3 Approximate Schedule

This schedule largely follows that officially approved by the division. However, since other (off-campus) options have different schedules, I will need to know if you are considering other opportunities, what the schedule is, and whether you are likely to choose an off-campus opportunity if accepted.

February 23:: Application forms due. You must submit the division-wide form online and your responses to my questions to me.
March 9:: Initial selections announced (provided that the college has approved funding) via e-mail.
March 16:: Decisions due.
Week of 2 April:: First meeting.
Unspecified other dates:: Additional meetings.
April 23:: Draft MAP proposal due.
April 30:: Revised MAP proposal due.
May 7:: Final MAP proposal due.
May 22:: Commencement.
May 25:: Brief literature survey due.
June 8:: (or earlier): Other background preparation (e.g., languages, advanced topics) completed.
June 11:: Summer research begins. (Tentative date)
August 18:: Summer research concludes. (Ten weeks hence)

4 Activities

This this section is largely an overview; you may find many more details in the syllabus.

4.1 Spring

Topic Preparation

You are expected to begin your background research during the spring. In particular, you must identify at least four scientific papers on related projects. You are also encouraged to use the web to aid your search. Some useful resources are:

Some of the related conferences to find this work are

CVPR: Computer Vision and Pattern Recognition
ICDAR: International Conference on Document Analysis and Recognition
DAS: IAPR International Workshop on Document Analysis Systems
GREC: IAPR International Workshop on Graphics Recognition
ICCV: International Conference on Computer Vision
ECCV: European Conference on Computer Vision
ICPR: International Conference on Pattern Recognition
ICIP: International Conference on Image Processing
ICASSP: International Conference on Acoustics, Speech, and Signal Processing

and some related journals include

PAMI: IEEE Transactions on Pattern Analysis and Machine Intelligence
IJCV: International Journal on Computer Vision
IJDAR: International Journal on Document Analysis and Recognition
TIP: IEEE Transactions on Image Processing

though there are of course many, many others. Once you have identified potentially useful resources, if you cannot find an author preprint online (they nearly always are), consult with the librarians about obtaining a copy of an article or conference paper.
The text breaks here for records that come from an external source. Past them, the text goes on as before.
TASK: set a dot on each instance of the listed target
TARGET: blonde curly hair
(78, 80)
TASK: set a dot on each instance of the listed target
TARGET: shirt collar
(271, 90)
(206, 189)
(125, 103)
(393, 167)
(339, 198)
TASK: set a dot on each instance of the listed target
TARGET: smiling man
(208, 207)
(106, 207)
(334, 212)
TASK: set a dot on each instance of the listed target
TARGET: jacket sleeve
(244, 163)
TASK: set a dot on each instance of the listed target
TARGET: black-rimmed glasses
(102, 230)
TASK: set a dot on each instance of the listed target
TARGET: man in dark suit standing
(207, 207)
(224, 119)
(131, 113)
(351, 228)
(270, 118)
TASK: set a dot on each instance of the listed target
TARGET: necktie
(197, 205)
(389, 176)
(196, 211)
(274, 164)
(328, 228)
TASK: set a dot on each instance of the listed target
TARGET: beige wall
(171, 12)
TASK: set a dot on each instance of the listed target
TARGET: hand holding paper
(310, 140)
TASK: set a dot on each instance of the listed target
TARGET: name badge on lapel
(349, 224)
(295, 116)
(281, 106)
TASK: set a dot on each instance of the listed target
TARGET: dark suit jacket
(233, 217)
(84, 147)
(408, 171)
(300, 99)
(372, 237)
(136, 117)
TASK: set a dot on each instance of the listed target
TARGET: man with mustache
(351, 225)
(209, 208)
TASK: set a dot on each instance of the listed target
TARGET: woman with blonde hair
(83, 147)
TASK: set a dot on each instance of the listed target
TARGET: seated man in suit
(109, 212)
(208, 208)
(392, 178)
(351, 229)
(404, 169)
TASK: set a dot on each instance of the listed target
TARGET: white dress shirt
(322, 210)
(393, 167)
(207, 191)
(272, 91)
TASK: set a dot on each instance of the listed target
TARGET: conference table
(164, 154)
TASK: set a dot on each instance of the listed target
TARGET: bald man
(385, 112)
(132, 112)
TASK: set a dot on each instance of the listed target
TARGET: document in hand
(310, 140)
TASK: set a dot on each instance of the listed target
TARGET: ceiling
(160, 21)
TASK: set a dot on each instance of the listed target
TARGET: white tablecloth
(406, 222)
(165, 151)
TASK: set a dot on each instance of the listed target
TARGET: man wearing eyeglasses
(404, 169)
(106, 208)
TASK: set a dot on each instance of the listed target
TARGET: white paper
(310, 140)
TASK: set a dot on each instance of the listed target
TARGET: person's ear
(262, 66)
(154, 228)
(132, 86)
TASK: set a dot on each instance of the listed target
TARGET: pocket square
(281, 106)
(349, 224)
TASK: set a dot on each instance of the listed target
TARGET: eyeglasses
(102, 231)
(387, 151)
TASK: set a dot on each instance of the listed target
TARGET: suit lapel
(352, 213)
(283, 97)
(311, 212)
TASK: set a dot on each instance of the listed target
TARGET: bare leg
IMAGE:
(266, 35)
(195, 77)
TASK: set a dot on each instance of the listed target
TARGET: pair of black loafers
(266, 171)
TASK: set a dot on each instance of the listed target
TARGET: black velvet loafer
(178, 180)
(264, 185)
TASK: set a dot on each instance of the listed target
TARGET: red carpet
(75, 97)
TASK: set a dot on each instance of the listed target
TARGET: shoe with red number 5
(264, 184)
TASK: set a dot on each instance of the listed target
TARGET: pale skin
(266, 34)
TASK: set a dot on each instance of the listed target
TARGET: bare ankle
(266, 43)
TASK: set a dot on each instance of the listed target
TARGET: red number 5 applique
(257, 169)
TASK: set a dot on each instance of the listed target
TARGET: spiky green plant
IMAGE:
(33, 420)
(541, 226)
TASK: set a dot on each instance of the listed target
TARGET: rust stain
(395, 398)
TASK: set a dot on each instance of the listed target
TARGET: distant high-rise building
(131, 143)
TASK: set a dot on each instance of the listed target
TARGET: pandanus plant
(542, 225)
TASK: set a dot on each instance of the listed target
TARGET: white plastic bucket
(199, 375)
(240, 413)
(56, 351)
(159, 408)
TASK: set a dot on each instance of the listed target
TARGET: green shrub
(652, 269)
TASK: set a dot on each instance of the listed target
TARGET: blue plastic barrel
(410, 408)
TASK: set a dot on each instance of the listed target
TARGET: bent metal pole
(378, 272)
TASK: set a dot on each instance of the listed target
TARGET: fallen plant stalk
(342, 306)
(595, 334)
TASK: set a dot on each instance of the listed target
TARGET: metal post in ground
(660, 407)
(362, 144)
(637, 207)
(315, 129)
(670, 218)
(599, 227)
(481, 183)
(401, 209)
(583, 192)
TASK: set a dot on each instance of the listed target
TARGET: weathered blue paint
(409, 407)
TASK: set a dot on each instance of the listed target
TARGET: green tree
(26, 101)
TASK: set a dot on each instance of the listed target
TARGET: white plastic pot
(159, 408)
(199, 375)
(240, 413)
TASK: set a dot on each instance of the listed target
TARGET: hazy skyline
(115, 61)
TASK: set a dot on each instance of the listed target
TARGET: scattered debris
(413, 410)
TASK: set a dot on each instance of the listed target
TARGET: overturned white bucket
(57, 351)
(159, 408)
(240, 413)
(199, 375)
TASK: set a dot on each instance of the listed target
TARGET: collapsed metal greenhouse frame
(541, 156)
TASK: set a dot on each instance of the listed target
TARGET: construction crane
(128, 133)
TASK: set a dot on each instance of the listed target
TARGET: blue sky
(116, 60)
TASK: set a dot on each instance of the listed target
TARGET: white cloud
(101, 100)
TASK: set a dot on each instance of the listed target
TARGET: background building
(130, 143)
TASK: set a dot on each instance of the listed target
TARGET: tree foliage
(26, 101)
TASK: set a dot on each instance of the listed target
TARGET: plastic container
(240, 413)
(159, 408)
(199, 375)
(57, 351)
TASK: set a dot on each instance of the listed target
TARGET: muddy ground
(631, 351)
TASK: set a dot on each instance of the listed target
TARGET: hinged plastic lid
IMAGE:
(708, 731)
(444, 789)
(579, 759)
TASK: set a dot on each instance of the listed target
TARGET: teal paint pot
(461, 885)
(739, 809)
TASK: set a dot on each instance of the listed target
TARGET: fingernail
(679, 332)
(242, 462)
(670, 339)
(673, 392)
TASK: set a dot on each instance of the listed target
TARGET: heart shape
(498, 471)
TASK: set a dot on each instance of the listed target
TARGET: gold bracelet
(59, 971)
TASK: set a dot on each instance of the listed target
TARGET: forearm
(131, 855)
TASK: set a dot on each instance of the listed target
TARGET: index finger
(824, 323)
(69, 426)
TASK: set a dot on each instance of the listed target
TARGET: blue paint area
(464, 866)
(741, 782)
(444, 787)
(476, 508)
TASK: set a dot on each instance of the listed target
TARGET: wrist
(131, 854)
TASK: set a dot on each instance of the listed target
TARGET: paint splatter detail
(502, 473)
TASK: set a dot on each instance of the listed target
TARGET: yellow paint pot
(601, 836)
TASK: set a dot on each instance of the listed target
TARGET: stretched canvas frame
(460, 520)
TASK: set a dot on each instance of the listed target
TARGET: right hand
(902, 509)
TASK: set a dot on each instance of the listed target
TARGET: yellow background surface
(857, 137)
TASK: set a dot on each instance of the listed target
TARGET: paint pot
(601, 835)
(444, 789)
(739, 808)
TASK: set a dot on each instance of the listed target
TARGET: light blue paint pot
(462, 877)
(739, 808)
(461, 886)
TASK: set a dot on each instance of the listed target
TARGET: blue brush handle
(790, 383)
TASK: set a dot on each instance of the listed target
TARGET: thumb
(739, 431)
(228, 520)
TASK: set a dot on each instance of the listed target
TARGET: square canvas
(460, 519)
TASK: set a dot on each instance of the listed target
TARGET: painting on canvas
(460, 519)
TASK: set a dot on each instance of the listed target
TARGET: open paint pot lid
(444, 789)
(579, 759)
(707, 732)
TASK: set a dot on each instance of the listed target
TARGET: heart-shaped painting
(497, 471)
You will email me your list of papers (with complete citations) by the date above.

Skill Preparation

If your project will require a programming language, data interface, or library that you do not yet know, you are expected to begin learning them. You need not master any of them, but should develop comfort and familiarity.

4.2 Summer

During the summer, you are expected to work full-time on the project (40 hours per week for ten weeks). This work will include regularly scheduled group meetings. See the syllabus for more information.

4.3 Fall and Beyond

Poster Presentation

You will create a poster describing your work and present it at the Grinnell Science Poster Seminar (typically during parents' weekend).

Internal Public Presentation

You will give a twenty-five or fifty minute presentation on your work as part of the Computer Science Department's Thursday Extras series.

External Conference Presentation

If your work is submitted to and accepted by a conference you are expected to attend and present your work. (Funding is available from the Dean's office for you to attend the conference.)

External Pew Presentation

You may submit your work to the Pew Midstates Science and Mathematics Consortium Fall Symposium on Undergraduate Research in the Physical and Mathematical Sciences. If your work is accepted, you must attend the symposium (including non-CS talks) and present your work (in poster or talk form). You must give at least one practice talk before going to the conference.

Acknowledgement

With thanks to Professor Sam Rebelsky for many elements of Section 4.